People Affected: 32,151
Dates of Breach: 05/05/2013-06/24/2013
Patient medical treatment history was compromised when a Cogent Healthcare business associate stored the data on a non-secure site, opening up public access to the records for more than a month. The business associate, a transcription company, left a firewall open, making the supposedly-private website housing the records accessible to the human users and webcrawlers. Some records were subsequently indexed by Google.
#6: Orthopedics & Adult Reconstructive Surgery
People Affected: 22,000
Dates of Breach: 03/01/2013 – 03/13/2013
While few details have been disclosed about this breach, it appears that patient data was compromised when a business associate lost a portable device. Ironically, it appears that the records may have been lost in the process of transferring them to a different storage platform to better comply with regulations.
#7: Raleigh Orthopaedic Clinic
People Affected: 17,300
Date of Breach:1/15/2013
In another bizarre incident, a contractor hired to transfer x-rays to electronic format instead sold the x-ray films to be scrapped for their silver. The network of clinics has determined they were victims of a scam. Unfortunately, the final state of the x-rays are unknown, but are believed to have been destroyed.
#8: Delta Dental of Pennsylvania
People Affected: 14,829
Date of Breach: 3/20/2013
In another mailing mishap, a Delta Dental of Pennsylvania letter to an employer containing a listing of employee names and SSNs arrived opened, with several pages missing.
#9: Lucile Packard Children’s Hospital
People Affected: 12,900
Date of Breach: 5/8/2013
In this data breach at a Stanford University hospital, an older, out-of-use laptop was stolen from an access-controlled office. The stolen laptop, which was damaged and scheduled to be taken out of circulation, was not encrypted, leaving an unknown amount of pediatric patient data at risk.
#10: United HomeCare Services, Inc.
People Affected: 12,299
Date of Breach: 1/8/2013
In another case of encryption coming to late, a United HomeCare laptop scheduled to be encrypted was stolen from an employee’s vehicle, compromising health records and personal information of patients and family members. Like the many other HIPAA violations due to stolen laptops, the theft appeared to have been random, and not a “targeted attempt to steal information.”
The Top Two Ways to Stay Off This List
While the number of impacted individuals will likely grow as additional violations are uncovered, so far 2013 included more than 140 separate HIPAA violations that involved more than 500 people. In all, more than 5.7 million individuals were reported to have been effected.

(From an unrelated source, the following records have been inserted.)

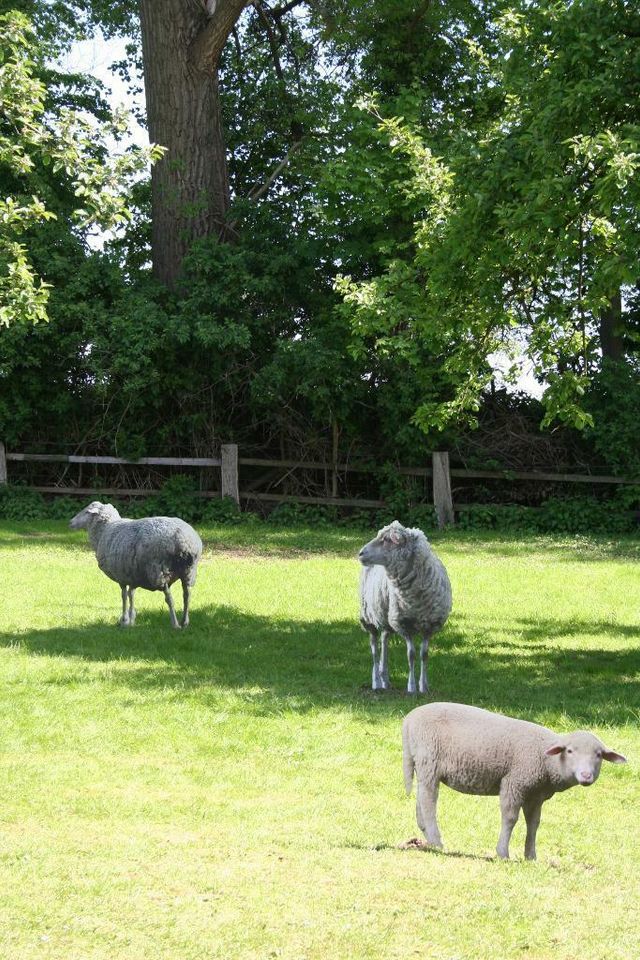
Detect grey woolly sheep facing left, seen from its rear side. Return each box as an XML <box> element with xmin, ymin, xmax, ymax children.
<box><xmin>69</xmin><ymin>500</ymin><xmax>202</xmax><ymax>628</ymax></box>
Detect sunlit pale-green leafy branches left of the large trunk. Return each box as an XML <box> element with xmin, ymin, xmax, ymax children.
<box><xmin>0</xmin><ymin>12</ymin><xmax>161</xmax><ymax>326</ymax></box>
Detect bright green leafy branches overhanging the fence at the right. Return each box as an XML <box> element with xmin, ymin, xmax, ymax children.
<box><xmin>340</xmin><ymin>0</ymin><xmax>640</xmax><ymax>430</ymax></box>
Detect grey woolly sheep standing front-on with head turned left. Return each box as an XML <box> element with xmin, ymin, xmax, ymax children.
<box><xmin>358</xmin><ymin>520</ymin><xmax>451</xmax><ymax>693</ymax></box>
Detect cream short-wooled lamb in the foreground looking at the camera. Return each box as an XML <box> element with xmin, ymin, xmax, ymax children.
<box><xmin>402</xmin><ymin>703</ymin><xmax>626</xmax><ymax>860</ymax></box>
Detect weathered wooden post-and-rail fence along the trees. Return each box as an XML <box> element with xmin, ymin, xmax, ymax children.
<box><xmin>0</xmin><ymin>442</ymin><xmax>638</xmax><ymax>527</ymax></box>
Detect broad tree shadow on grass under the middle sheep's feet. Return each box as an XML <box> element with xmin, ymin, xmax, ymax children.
<box><xmin>0</xmin><ymin>606</ymin><xmax>640</xmax><ymax>726</ymax></box>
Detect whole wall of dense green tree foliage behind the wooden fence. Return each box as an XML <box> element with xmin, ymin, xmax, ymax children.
<box><xmin>0</xmin><ymin>0</ymin><xmax>640</xmax><ymax>480</ymax></box>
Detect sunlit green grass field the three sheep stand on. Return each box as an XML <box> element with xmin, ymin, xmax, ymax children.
<box><xmin>0</xmin><ymin>523</ymin><xmax>640</xmax><ymax>960</ymax></box>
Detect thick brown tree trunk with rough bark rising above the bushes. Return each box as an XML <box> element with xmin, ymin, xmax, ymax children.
<box><xmin>140</xmin><ymin>0</ymin><xmax>246</xmax><ymax>287</ymax></box>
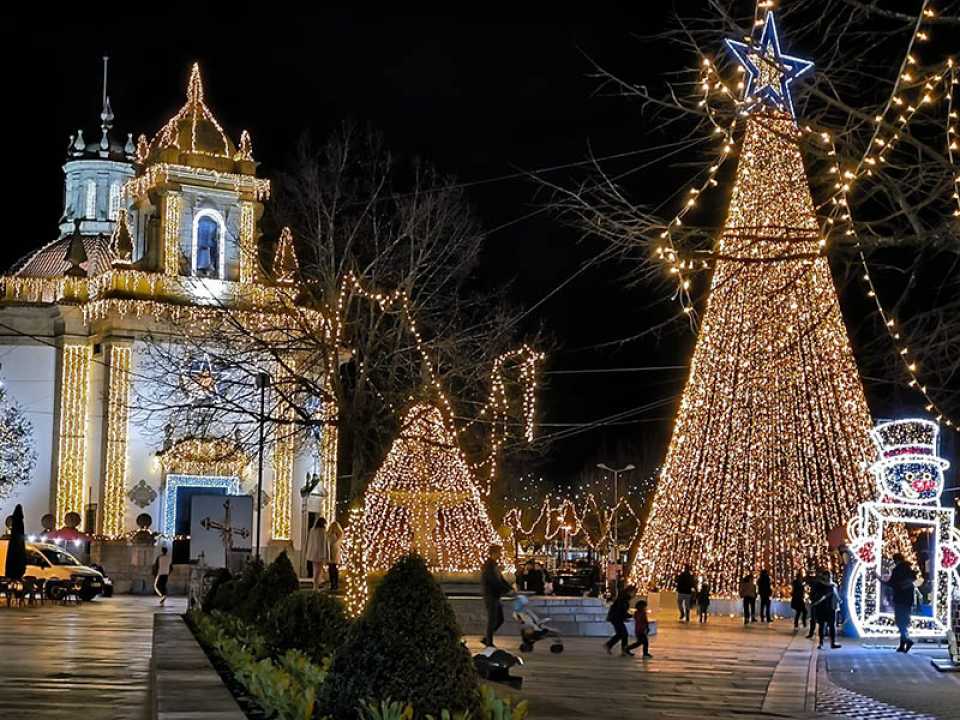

When you dig into the full list of the violations, some clear patterns appear. Around 30% of the violations were due to theft or loss of an unencrypted laptop or portable device. And, almost 20% were due to a business partner.
For HIPAA-covered institutions, the two best recommendations I have for keeping yourself off this list during 2014 are:
- Encrypt any devices that touch patient data. This takes a concerted effort and investment, but as you can see from half of the top ten breaches, electronic devices get stolen, and password protection is never enough.
- Choose business associates who value data security and HIPAA compliance as much as you do. Ideally, choose one who will guarantee it.